The Tukey test often seems overly complicated, but it becomes clearer if we first assume that variance of $Y_i$, $\sigma^2$, is known.
Let’s draw $r$ samples from each, called $Y_{i,j}$, $1\le j\le r$.
Denote the sample averages by $\overline Y_{i+}$.
Let $W_i = \overline Y_{i+}-\mu_i$.
Let $Q=R$, the range, be defined by
$$
R = \max_i W_i – \min_i W_i = \max_{i,j} |W_i-W_j|.
$$
Suppose we understand the distribution of $R$ well enough to find a number $Q_\alpha$ such that
$$
\Pr(R\le Q_\alpha) = 1-\alpha
$$
Define the intervals
$$
I_{i,j} = (\overline Y_{i+}-\overline Y_{j+} – Q_\alpha, \overline Y_{i+}-\overline Y_{j+} + Q_\alpha)
$$
Then it is easily seen that
$$
\Pr(\text{for all $i$, $j$, }\mu_i-\mu_j \in I_{i,j}) = 1-\alpha.
$$
and hence for all $i$, $j$,
$$
\Pr(\mu_i-\mu_j\in I_{i,j}) \ge 1-\alpha.
$$
(Larsen and Marx make a mistake here, mixing up the last two equations.)

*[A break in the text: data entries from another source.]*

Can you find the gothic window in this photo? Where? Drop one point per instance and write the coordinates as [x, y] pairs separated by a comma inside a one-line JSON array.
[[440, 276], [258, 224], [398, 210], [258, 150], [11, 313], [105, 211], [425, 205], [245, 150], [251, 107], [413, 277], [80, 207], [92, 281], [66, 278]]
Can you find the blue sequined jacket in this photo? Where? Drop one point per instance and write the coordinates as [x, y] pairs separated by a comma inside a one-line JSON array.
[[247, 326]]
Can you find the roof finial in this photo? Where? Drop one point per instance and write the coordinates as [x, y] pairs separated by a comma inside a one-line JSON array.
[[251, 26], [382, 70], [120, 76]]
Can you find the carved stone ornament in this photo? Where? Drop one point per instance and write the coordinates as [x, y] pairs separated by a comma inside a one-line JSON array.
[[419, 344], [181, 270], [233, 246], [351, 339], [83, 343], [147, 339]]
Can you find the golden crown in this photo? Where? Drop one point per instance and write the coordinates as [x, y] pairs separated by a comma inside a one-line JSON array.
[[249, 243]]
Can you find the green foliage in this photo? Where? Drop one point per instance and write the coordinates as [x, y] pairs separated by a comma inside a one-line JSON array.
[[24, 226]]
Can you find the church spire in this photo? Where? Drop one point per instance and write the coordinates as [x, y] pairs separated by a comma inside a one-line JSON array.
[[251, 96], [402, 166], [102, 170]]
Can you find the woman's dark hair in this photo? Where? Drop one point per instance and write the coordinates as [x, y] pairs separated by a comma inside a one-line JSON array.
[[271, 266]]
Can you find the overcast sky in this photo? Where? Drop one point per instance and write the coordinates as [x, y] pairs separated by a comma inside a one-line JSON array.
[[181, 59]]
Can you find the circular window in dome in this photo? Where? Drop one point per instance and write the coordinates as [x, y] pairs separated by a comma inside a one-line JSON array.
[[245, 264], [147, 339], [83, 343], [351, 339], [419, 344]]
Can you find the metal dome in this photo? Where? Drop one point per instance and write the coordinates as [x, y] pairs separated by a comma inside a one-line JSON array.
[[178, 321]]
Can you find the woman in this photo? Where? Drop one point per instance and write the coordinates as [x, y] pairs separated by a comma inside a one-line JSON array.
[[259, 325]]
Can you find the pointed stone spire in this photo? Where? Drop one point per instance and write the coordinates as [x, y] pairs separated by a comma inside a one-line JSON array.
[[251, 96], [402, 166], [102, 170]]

Thus, the hypothesis that $\mu_i=\mu_j$ can be rejected if we observe $0\not\in I_{i,j}$.
Now, if the variance is unknown, we instead define $Q=R/S$ where $S$ is a certain estimator of the variance.
An important point is that we want to understand the joint distribution of $R$ and $S$, which is easiest if they are independent.
We do have an estimator of $\sigma^2$ that’s independent of the $W_i$, namely the residual sum of squares (a.k.a. sum of squares for error),
$$
\mathrm{SSE} = \sum_i \sum_j (Y_{i,j}-\overline Y_{i+})^2
$$
So we take $S^2$ to be a suitable constant time $\mathrm{SSE}$.
Namely, we want $S^2$ to be an unbiased estimator of $\sigma^2/r$, the variance of $W_i$. And we know that $\mathrm{SSE}/\sigma^2$ is $\chi^2(rk-k)$ distributed.
This leads us to define
$$
S^2 = \mathrm{MSE}/r
$$
where $\mathrm{MSE} = \mathrm{SSE}/(rk-k)$.
A point here is that $\mathrm{SSE}/\sigma^2$ is a sum of $k$ independent $\chi^2(r-1)$ random variables (one for each $i$), hence is itself $\chi^2(rk-k)$.